Bernardo conta que seu primeiro contato com o lobo-guará foi em Petrópolis, quando recebeu um chamado para fazer o resgate do animal, no Retiro da Pedras. Foi nesse momento que decidiu fazer a pesquisa, principalmente pela surpresa de encontrar esse animal silvestre na Região Serrana. "Outro caso que chamou a atenção foi o lobo-guará que apareceu na Estrada União e Indústria e chegou a ser filmado. Em pouco tempo trabalhando no município eu já havia registrado três casos na cidade".

A proximidade com a espécie também foi fundamental para que a pesquisa fosse realizada, bem como para entender como essas populações selvagens vivem na região petropolitana e como se adaptaram ao novo habitat. Inclusive foi possível recolher dados de animais vítimas de atropelamentos e até mesmo da violência do homem, que muitas vezes por medo ou por falta de conhecimento acaba matando os lobos-guarás que aparecem. De acordo coma pesquisa feita por Bernardo, dos 70 casos oficiais já registrados, 18 se referem a lobos mortos ou tirados da natureza, geralmente para serem domesticados.

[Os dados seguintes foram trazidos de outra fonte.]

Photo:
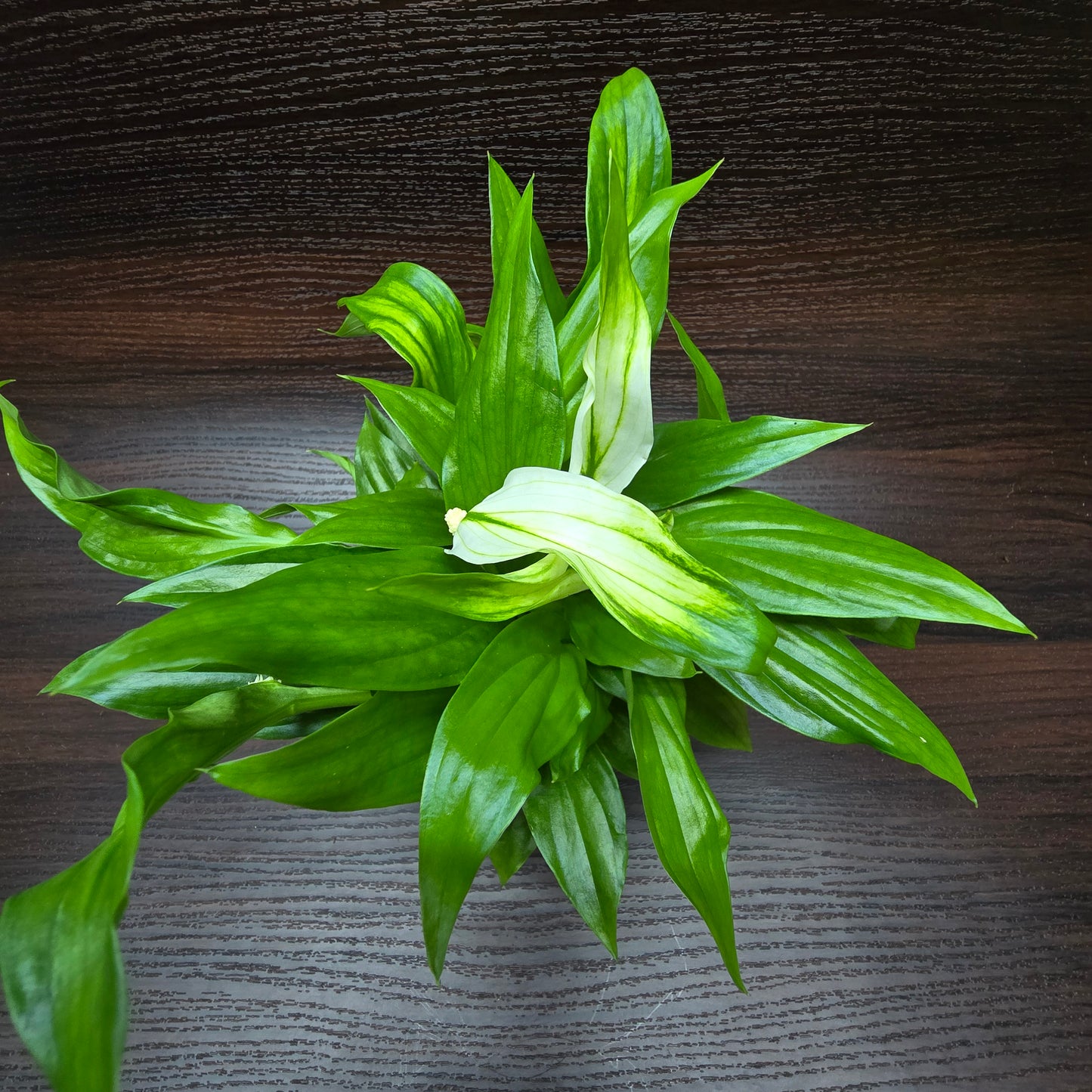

É válido ressaltar que as pessoas devem evitar ter contato com qualquer animal silvestre. Devem evitar alimentá-lo e também domesticá-lo. Tais ações podem causar uma série de consequências negativas para as espécies, desde alterações comportamentais até transmissão de doenças. "É importante também que a população se conscientize sobre suas responsabilidades quanto a preservação dos animais, incluindo o lobo-guará. Ações simples como o descarte correto de lixo doméstico e evitar a criação de animais soltos no quintal ajudam a prevenir o contato com a espécie", explica Bernardo.

O que a população ainda não percebeu é o privilégio de ter uma espécie como essa em Petrópolis. E, talvez, a vinda desses animais seja uma esperança para sua preservação, já que essa transição exigiu também uma adaptação por parte dessa espécie. Além disso, iniciativas como a do analista ambiental são fundamentais para a criação de ações de preservação dos lobos-guarás na cidade e que no futuro possam servir de exemplo para outros municípios.

Índices de atropelamentos

Com relação ao trecho da BR-040 de Petrópolis até Juiz de Fora, que possui aproximadamente 100km, de setembro de 2007 a fevereiro de 2015 foram 21 lobos atropelados e mortos na rodovia, ou seja, uma média 2,47 lobos/ano. 

Para Bernardo, é de extrema importância destacar que o grande número de registros na BR-040 é em parte devido ao esforço amostral realizado. "Poucas rodovias possuem um banco de dados como a BR-040, construído com um dos melhores sistemas de monitoramento de fauna impactada do país. Vale ressaltar também que já iniciamos um projeto para tentar diminuir os impactos de atropelamentos sobre os lobos e outras espécies, além de conscientizar os usuários da via, bem como os moradores do entorno".

Esse trabalho em conjunto é essencial para os projetos de conservação da natureza. No entanto, é preciso mais envolvimento dos órgãos ambientais e da sociedade como um todo.